Bootstrapping DevOps for the Internet Computer

All startups face unique sets of challenges and issues at each stage of their existence. The DFINITY Foundation, a Swiss-based not-for-profit with the remit to extend the functionality of the internet, is no exception. Like any new organization, we have had to evolve and adapt our DevOps and other practices in response to different obstacles.

After learning to clearly communicate our vision for an open development platform where software runs directly on the internet, we created a road map to translate this vision into a decentralized architecture with distinct features that could be built and shipped on a periodic cadence. Consisting of five milestones, the road map culminates in a public launch in Q4 of 2020—and we haven’t missed a single deadline despite the disruptions of a global pandemic.

Incorporating a focus on operational responsibility on top of our focus to ship features without losing speed was a major challenge this year ahead of the release of our developer network, called Tungsten. Sustainably bootstrapping operational responsibility for this release, as well as future releases, was imperative.

We’ve all heard horror stories about operational teams that run through a checklist in a perfunctory fashion without identifying the root cause of a problem. Even worse, they are quick to give up and are resistant to launching changes, increasing the complexity of their workload.

Pushing Forward With DevOps

We were determined that this wasn’t going to happen to DevOps at DFINITY, so we embedded these core cultural touchstones into the organization.

Sponsorships Available

1: Create SLOs and SLIs for cross-functional clarity

At the end of 2019, well before there was a service to operate, we started thinking about service level objectives (SLOs) and service level indicators (SLIs). These are critical for providing a common, quantifiable vernacular for R&D and Operations teams to measure how a service should be performing.
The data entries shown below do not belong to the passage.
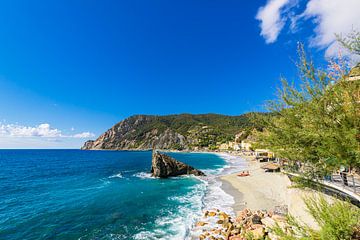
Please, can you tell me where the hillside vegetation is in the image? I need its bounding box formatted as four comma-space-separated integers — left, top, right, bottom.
82, 113, 266, 150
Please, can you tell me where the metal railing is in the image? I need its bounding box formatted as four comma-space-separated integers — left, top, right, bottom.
284, 166, 360, 196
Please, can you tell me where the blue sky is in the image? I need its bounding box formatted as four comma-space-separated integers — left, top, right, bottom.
0, 0, 360, 148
An SLI is a clearly defined indicator for one aspect of a service’s performance, ideally focusing on user-visible service behaviors. The SLO sets the target for the indicator, as well as a window of time over which it is measured.

To communicate the SLIs and SLOs, training materials were presented across the organization, including speaking with various engineering teams, discussing best practices at management meetings and giving an overview at an organizationwide meeting. In addition, the leadership of R&D teams signed off on the approach.

To provide clear operational expectations as well as a forcing function, we established an early version of the SLOs as a high-priority OKR.

As an additional consideration, it is crucial that your SLOs reflect aspects of your service that are visible to the user. As Charity Majors, CTO of Honeycomb.io, noted, “Nines don’t matter if your users aren’t happy.” SLOs are not a one-and-done deal; they need to be updated as the service evolves and as your ability to capture the UX improves.

Having SLOs in place gave staffers with operational responsibility clear expectations to fulfill. If the service is performing within the SLOs (and if the SLOs are representative of user happiness), then things are running smoothly.

#2: Engineers developing the software should also help run the software in production

To bootstrap the team with operational and support capabilities, we needed to ensure that we didn’t create a siloed team lacking engineering skills. Operations in this context is a software engineering problem, which meant we needed to involve developers.

The same engineers developing the software should have skin in the game in terms of how the software is running in production. If there are problems, these engineers are in the best position to diagnose them and propose and implement the necessary fixes. Getting organizational buy-in for this took some time.

We emphasized the need for senior engineers to be able to operate the software being built. We didn’t want to fall into the trap of throwing a handful of junior engineers into the deep end without proper supervision or training, so we also established an expectation that all engineers should be able to operate the software irrespective of seniority.

We built two teams of between five and 10 developers in each of our office locations in Palo Alto, California; San Francisco; and Zurich, which were initially staffed with volunteers across the organization. Each week, one team member at each site managed primary operational responsibility for the service instead of their regular project work, and they knew that the entire staff would help if there were any problems. We plan to rotate new people into these ad hoc teams every six to nine months.

#3: Create optimally sized, communicative teams

Operational team size is also important. If the team is too small, people are on-call too frequently. If the team is too large, they will be on-call so infrequently that they will either forget how to operate the production stack or their knowledge will become outdated.

We share status updates through a daily log and informal shared communication channels such as Slack. There is also a weekly meeting to relay responsibility from one person to another.

This has helped us identify capability gaps. With team members based across the world, we’ve come to acknowledge that if a problem requires a team’s expertise outside of its working hours, then rolling back first and investigating later is absolutely fine.

The DevOps team decided early on that we weren’t going to start with 24/7 support, instead providing support during business hours in Europe and the U.S., where the majority of our early-access customers are located.

We’ve been transparent to the wider organization throughout this process, calling out what is and what is not working well, and how we’re working to improve our processes.

Conclusion

We were fortunate that unprecedented global events like COVID-19 didn’t significantly affect our operations. That said, shaping our processes in-person and being physically present for people when they first go on-call would have been valuable, and we definitely felt the impact of losing that. But we’ve successfully bootstrapped our DevOps teams nevertheless, and we look forward to continuing to evolve as a team.